On sensemaking in enterprise-architecture [4]

Link: http://weblog.tetradian.com/2011/11/20/on-sensemaking-in-ea-4/?utm_source=rss&utm_medium=rss&utm_campaign=on-sensemaking-in-ea-4

From Tom Graves / Tetradian

How do we make sense of uniqueness in enterprise-architecture? How do we support decisions at ‘business-speed’ – especially when the context is in part unique? And what architectural support do we need to provide for sensemaking and decision-making at business-speed?

In the first part of this series we looked briefly at uniqueness, and why it’s a crucial if often-forgotten aspect of enterprise-architecture.

In the second part we explored how sensemaking and decision-making change when time-available is squeezed down to business-speed, using the real-life case of US Airways Flight 1549 as a worked-example.

In the third part we reviewed some of the tactics used for sensemaking at ‘business-speed’, and why it differs from conventional ‘considered’ sensemaking.

In this final post for the series, we’ll look at how we can balance all the different sensemaking techniques in real-world business-practice, and the architectures that we’d need in place to support this.

Maintaining the balance in real-time

What came up from the previous post in this series – and perhaps even more from the post ‘Domains and dimensions in SCAN‘ – is that we have three distinct dimensions we’re dealing with in sensemaking:

modality – the extent of perceived ‘controllability’ versus ‘possibility and necessity’
available-time – the amount of time remaining before an action-decision must be made
repeatability – ability to reliably recreate the same perceived results

At the highest speed, just about all we’ll have time to see is the modality – in particular, whether it’s Simple (a true/false choice) or Not-simple (broader range of ‘possibility and necessity’):

As we saw in the third post in the series, we have known-tactics to work on either side of that split. The crucial concern is to use the appropriate tactics – which means we need to know which side of that Simple/Not-simple boundary we’re on.

The reason why this is important is that we also need to balance the variety in the system with reliability and repeatability of results. A Simple technique such as a predefined work-instruction allows for only a small amount of variety in the system – which is fine if there is only minor variety in the system. But if the variety, or uncertainty, is higher than the technique allows, we’re going to be in trouble – but given the limited perspectives of the technique, we may not even know it until too late, let alone how or why it failed. Conversely, using a Not-simple technique in a low-variety context is not only overkill – too many options! – but is probably less reliable as well. To summarise:

a Simple technique would give the most repeatable results in a low-variety context
a Simple technique is unreliable in a high-variety context
a Not-simple technique is overkill (‘too complicated! too ambiguous! too uncontrollable!’) in a low-variety context
a Not-simple technique is the only way to gain repeatability in a high-variety context

Another key trade-off here relates to skills and experience: any Not-simple technique is going to rely on skills and experience, whereas on the Simple side it usually won’t. (In fact that’s one of the reasons why it’s Simple: anyone or anything can do it, as long as they follow the same Simple rules.) We gain the best repeatability and reliability at the lowest effective cost by achieving and maintaining the right balance between Simple and Not-simple.
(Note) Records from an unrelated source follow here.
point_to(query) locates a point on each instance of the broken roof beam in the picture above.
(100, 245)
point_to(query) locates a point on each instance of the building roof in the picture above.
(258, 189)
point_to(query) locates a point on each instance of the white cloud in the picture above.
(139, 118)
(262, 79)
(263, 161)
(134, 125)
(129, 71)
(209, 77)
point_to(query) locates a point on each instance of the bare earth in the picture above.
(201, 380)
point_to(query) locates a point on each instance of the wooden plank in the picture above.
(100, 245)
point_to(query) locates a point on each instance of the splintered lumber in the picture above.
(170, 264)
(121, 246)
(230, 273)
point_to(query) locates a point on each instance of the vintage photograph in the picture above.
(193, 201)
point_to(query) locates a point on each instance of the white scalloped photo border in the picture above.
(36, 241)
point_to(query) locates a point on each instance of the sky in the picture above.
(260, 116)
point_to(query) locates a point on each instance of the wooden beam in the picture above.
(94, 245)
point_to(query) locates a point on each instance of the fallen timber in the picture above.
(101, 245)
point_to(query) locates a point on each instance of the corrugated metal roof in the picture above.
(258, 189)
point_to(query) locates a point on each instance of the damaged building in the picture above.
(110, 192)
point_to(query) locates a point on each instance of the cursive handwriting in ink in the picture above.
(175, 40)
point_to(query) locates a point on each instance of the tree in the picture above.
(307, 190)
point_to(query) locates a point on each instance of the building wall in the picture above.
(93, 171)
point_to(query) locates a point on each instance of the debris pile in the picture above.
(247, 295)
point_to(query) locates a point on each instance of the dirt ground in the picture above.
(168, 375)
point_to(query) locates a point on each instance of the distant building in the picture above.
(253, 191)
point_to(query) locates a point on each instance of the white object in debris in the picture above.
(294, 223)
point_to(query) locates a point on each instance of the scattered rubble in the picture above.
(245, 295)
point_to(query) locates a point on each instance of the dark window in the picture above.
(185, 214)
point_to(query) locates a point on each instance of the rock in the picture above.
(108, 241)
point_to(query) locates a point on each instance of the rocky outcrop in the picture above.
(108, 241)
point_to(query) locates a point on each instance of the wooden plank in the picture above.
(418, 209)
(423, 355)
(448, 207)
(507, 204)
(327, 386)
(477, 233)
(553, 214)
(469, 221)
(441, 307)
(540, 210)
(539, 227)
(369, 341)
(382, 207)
Yet in many real-world systems, or perhaps most, the effective-variety itself may change – sometimes even on a moment-by-moment basis. Which means that to gain that required repeatability and reliability, we need to be able to ‘move’ back-and-forth across that spectrum of modality, in line with the changes in variety. This can be tricky… – and especially so in a bureaucratic command-and-control context where everything ‘should’ be predictably Simple, but isn’t…

This is actually the role of sensemaking: identifying the variety in the context, and the nature of that variety. Once we’ve ‘made sense’ of what’s going on, we can then decide what to do about it – and do it. In most present-day business contexts, we need to be able to do this at ‘business-speed’ – in other words, fast. As a quick summary:

the moment we need to ‘make sense’ of something, then by definition we’ve moved over to the Not-simple side of the scale
we gain the best reliability and speed by pushing it back over to the Simple side
we maintain the best flexibility – but perhaps at a cost in required skill-level and ‘understandability’ – by holding it on the Not-simple side

(Note too that in skilled-work ‘Simple’ is often subjective, not objective: it’s experienced as ‘Simple’ by that individual – such as via ‘body-learning’ from long practice – but not necessarily ‘anyone can do it’ in the usual sense of “follow these step-by-step instructions in the manual”.)
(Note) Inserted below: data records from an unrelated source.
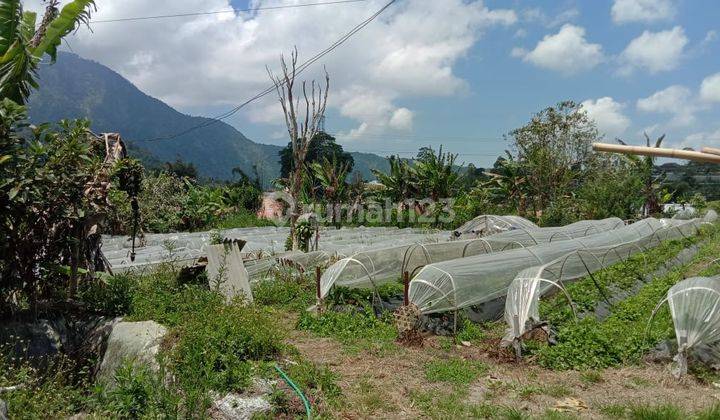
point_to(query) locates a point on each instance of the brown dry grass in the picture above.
(384, 385)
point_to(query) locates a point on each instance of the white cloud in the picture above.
(625, 11)
(536, 15)
(675, 100)
(402, 119)
(710, 88)
(608, 115)
(567, 51)
(219, 60)
(654, 51)
(698, 140)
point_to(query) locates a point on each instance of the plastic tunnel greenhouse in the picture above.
(374, 267)
(489, 224)
(695, 309)
(521, 305)
(465, 282)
Adding time to the sensemaking equation

All of the above is what happens at business-speed. Yet in the same way that contextual-variety can change, so too can the amount of time-available before we have to act – in other words, the available time for sensemaking itself. Given more time, we can bring more ‘considered’ sensemaking-techniques into the mix – particularly the various flavours of ‘systems-theory’ and the like.

For SCAN, it’s a bit like stretching a roller-blind outward from the ‘now’ to give us a bigger picture of our available sensemaking-options:

Stretching outward in time also highlights important nuances between Simple and Not-simple – a gap that the ‘considered’-techniques would seem to ideally suited to fill. This is where the word ‘complex’ tends to come into the picture…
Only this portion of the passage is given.